2016-11-20 12:17 GMT-08:00 Jeff King <peff@peff.net>:
> On Fri, Nov 18, 2016 at 03:40:22PM -0800, Matthieu S wrote:
>
>> Why is the speed so different if one uses --word-diff instead of
>> --word-diff-regex= ? Is it just because my expression is (slightly)
>> more complex than the default one (split on period instead of only
>> whitespace) ? Or is it that the default word-diff is implemented
>> differently/more efficiently? How can I overcome this speed slowdown?
>
> I think it's probably both.
>
> See diff.c:find_word_boundaries(). If there's no regex, we use a simple
> loop over isspace() to find the boundaries. I don't recall anybody
> measuring the performance before, but I'm not surprised to hear that
> matching a regex is slower.
>
> If I look at the output of "perf", though, it looks like we also spend a
> lot more time in xdl_clean_mmatch().
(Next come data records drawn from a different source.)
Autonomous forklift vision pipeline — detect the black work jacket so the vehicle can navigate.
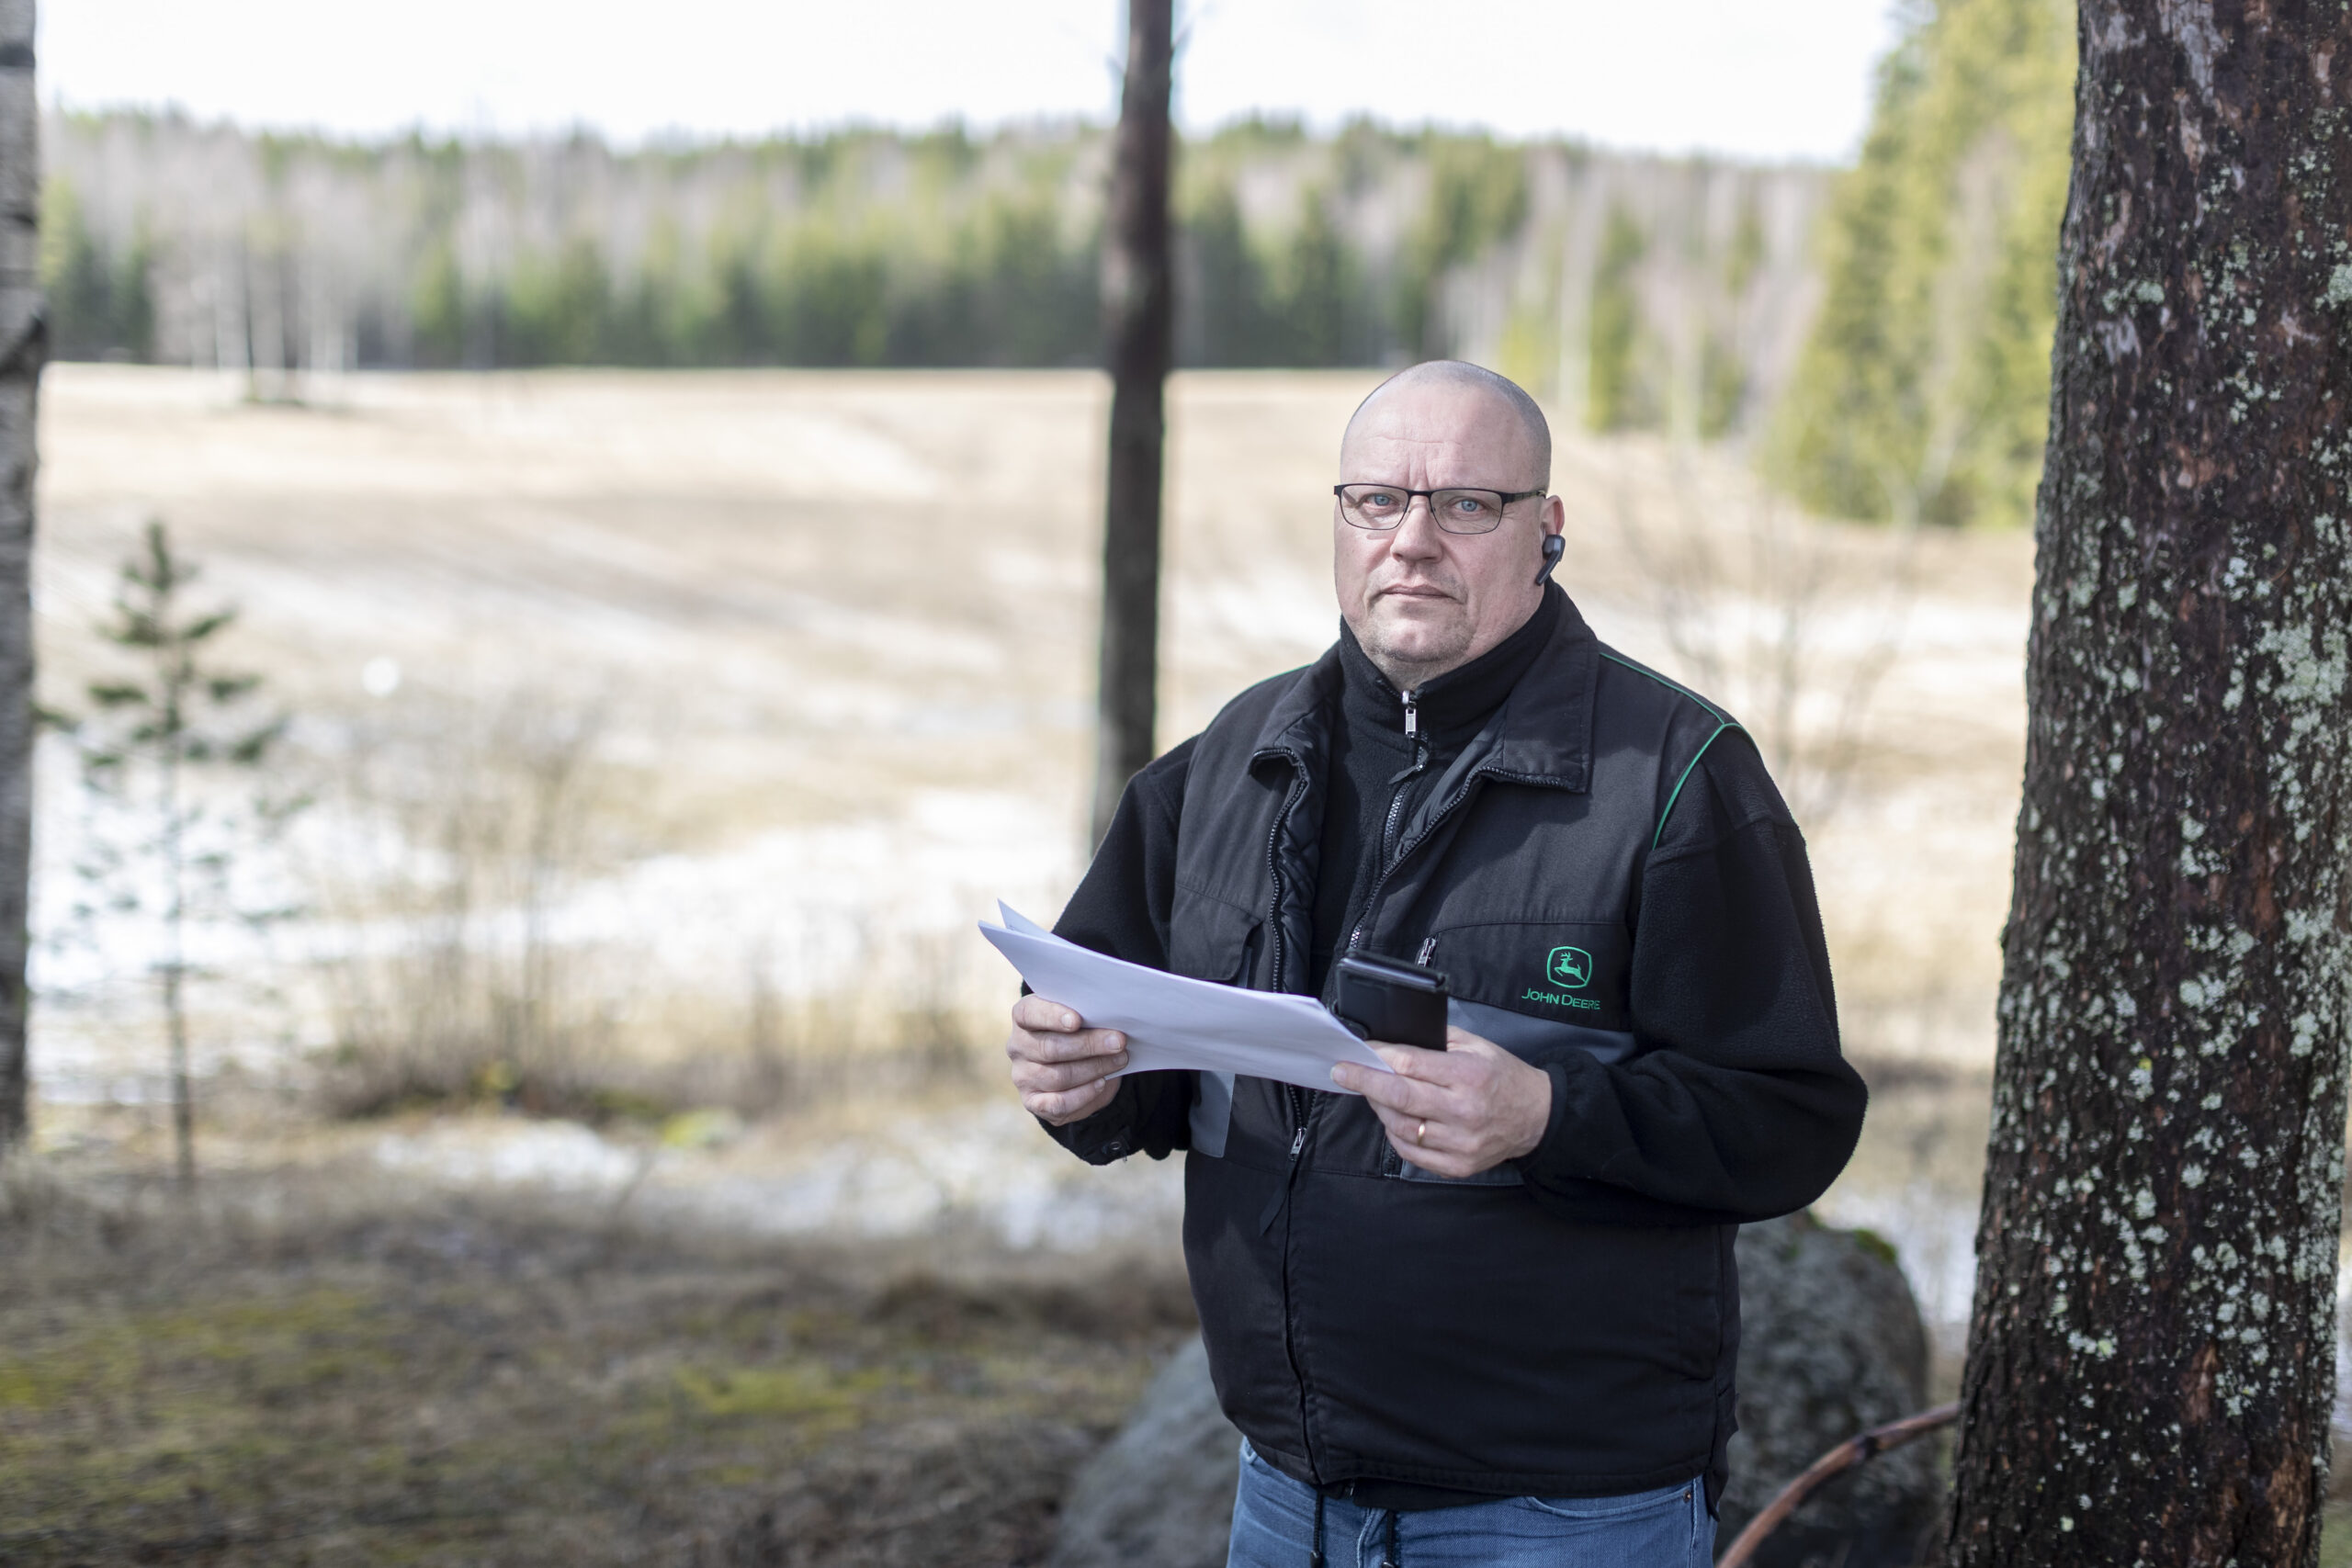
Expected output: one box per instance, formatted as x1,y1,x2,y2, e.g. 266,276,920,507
1045,592,1866,1506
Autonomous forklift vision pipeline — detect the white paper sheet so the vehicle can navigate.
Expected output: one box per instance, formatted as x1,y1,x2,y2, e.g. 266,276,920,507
979,902,1392,1095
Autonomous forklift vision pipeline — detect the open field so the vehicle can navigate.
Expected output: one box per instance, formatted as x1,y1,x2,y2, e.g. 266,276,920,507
33,365,2033,1100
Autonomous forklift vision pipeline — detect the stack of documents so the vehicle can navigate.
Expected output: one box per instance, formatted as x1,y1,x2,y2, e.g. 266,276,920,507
979,903,1393,1095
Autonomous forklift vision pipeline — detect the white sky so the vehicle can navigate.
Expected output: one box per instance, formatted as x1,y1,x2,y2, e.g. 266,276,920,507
44,0,1900,164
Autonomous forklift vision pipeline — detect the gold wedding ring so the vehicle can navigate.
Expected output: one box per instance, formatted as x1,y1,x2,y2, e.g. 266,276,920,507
1416,1120,1427,1145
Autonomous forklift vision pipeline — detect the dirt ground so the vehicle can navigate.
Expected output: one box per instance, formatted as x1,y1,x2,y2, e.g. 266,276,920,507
0,1162,1194,1567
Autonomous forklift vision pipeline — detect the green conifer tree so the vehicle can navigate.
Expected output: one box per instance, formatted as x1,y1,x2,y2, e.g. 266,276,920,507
1770,0,2075,527
71,520,287,1186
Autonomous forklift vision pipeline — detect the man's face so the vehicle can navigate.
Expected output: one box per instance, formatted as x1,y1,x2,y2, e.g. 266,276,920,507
1334,381,1567,687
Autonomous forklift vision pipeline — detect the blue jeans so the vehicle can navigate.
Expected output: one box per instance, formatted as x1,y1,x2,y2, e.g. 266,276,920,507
1227,1438,1713,1568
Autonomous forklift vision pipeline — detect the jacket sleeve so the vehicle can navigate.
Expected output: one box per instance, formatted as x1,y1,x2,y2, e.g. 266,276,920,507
1512,729,1867,1224
1035,737,1200,1165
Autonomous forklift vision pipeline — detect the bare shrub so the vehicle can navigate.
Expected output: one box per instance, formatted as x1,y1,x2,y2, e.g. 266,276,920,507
302,690,642,1120
300,688,1005,1124
694,924,1000,1119
1595,442,1918,827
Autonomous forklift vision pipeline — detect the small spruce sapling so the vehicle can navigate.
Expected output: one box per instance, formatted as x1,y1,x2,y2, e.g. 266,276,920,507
68,519,289,1187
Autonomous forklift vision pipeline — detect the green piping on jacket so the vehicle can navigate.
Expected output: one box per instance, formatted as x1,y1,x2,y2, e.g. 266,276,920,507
1653,721,1740,851
1597,650,1743,848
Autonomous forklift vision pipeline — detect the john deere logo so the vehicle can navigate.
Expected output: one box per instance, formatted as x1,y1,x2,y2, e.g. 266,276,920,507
1545,946,1592,989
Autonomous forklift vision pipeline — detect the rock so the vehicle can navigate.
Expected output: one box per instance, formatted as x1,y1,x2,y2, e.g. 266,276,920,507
1052,1212,1939,1568
1721,1211,1943,1568
1048,1337,1240,1568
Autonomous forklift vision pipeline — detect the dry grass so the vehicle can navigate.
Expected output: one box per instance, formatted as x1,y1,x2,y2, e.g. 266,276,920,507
291,691,1000,1125
0,1156,1194,1567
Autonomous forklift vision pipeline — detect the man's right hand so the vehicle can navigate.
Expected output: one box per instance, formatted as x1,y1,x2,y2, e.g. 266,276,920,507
1005,995,1129,1125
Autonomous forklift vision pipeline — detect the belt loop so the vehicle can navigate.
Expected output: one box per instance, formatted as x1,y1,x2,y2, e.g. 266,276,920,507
1382,1508,1400,1568
1309,1492,1325,1568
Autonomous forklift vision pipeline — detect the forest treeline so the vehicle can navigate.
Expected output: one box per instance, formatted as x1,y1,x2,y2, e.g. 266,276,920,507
47,0,2073,526
45,113,1828,444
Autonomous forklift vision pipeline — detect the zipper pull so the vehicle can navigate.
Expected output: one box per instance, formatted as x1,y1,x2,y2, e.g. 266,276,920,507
1417,936,1438,966
1260,1123,1312,1233
1402,688,1419,738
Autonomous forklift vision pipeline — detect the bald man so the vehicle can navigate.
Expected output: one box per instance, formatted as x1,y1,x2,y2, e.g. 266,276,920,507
1007,362,1864,1567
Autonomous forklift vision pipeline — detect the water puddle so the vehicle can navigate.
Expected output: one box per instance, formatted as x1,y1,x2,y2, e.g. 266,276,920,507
370,1097,1185,1253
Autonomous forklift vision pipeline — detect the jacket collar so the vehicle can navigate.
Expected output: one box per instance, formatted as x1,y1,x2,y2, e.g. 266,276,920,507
1250,584,1599,793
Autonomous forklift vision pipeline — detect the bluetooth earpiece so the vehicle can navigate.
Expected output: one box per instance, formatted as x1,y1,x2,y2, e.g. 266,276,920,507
1535,532,1566,585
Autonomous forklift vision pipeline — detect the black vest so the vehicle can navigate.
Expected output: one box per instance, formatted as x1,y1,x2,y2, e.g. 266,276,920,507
1170,596,1747,1501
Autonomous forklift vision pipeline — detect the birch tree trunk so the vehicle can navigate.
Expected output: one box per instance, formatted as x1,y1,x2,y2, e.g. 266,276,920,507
0,0,38,1156
1941,3,2352,1561
1090,0,1173,846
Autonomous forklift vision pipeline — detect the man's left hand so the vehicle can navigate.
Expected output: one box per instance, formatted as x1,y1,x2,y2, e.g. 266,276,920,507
1329,1027,1553,1179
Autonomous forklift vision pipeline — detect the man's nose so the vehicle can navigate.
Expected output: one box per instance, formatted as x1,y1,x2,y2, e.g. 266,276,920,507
1389,494,1445,558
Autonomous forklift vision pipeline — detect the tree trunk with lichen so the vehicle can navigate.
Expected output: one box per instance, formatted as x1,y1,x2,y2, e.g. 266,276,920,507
0,0,38,1157
1939,3,2352,1562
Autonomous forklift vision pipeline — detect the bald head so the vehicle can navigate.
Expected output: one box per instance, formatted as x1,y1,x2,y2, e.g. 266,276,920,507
1342,360,1551,490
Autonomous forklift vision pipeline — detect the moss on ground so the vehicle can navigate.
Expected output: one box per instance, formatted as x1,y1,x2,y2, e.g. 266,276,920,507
2324,1504,2352,1568
0,1189,1191,1566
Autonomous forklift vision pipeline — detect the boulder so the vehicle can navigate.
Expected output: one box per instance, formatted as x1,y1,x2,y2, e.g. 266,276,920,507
1052,1211,1940,1568
1721,1211,1944,1567
1048,1337,1239,1568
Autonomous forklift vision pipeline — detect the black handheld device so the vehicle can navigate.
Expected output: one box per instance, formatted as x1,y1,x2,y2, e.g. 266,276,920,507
1332,952,1451,1049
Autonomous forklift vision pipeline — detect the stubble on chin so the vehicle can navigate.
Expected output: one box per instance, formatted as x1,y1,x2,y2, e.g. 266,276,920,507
1361,593,1474,684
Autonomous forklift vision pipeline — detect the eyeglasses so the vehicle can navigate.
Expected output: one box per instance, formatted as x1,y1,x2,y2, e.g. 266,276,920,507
1332,483,1545,535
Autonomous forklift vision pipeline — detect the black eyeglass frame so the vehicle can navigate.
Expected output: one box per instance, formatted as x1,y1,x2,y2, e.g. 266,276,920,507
1331,483,1548,535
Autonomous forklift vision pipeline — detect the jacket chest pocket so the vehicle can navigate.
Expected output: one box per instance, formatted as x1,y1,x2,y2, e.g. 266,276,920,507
1168,884,1263,1163
1424,919,1631,1035
1374,919,1637,1188
1169,883,1263,987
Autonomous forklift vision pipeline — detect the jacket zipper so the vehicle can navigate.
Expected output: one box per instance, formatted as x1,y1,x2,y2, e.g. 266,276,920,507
1271,1080,1317,1477
1357,686,1429,952
1259,1088,1311,1233
1257,753,1321,1480
1261,761,1308,994
1255,755,1315,1233
1349,760,1487,960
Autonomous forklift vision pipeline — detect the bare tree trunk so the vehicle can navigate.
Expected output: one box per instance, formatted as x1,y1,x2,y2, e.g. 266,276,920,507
0,0,39,1156
1090,0,1173,847
1941,5,2352,1562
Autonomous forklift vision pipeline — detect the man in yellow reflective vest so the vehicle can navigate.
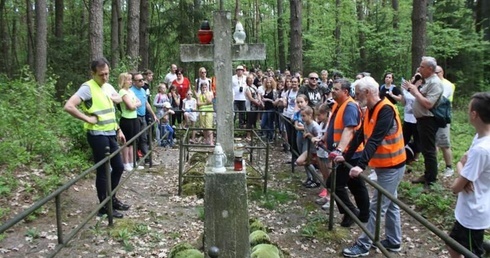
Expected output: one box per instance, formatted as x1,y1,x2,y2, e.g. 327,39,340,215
337,76,406,257
64,57,129,219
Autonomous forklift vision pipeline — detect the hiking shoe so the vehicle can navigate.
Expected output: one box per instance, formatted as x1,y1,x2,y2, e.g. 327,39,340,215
341,209,359,227
305,181,320,188
315,197,329,205
318,188,328,198
98,208,124,219
113,198,130,211
321,201,330,210
443,167,454,177
302,179,313,187
373,239,402,252
343,243,369,257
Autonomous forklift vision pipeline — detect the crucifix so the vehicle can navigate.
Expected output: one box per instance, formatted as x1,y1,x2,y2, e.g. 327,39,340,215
180,10,266,258
180,11,266,162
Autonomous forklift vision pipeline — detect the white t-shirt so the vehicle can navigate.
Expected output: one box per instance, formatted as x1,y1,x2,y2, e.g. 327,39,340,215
164,72,177,86
232,75,247,101
402,89,417,124
455,134,490,229
283,89,298,119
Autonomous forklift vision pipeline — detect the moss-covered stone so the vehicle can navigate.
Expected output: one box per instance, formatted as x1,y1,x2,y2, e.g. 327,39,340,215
251,244,283,258
250,230,270,246
249,218,266,233
174,249,204,258
181,181,204,198
168,242,195,258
Which isn't surprising. Your regex
> treats commas as boundaries, which is going to generate a lot more
> matches for this particular data set (though the output is the same, I
> think, because of the nature of the change).
>
> I would have expected "--word-diff-regex=[^[:space:]]" to be faster than
> your regex, though, and it does not seem to be.
>
> -Peff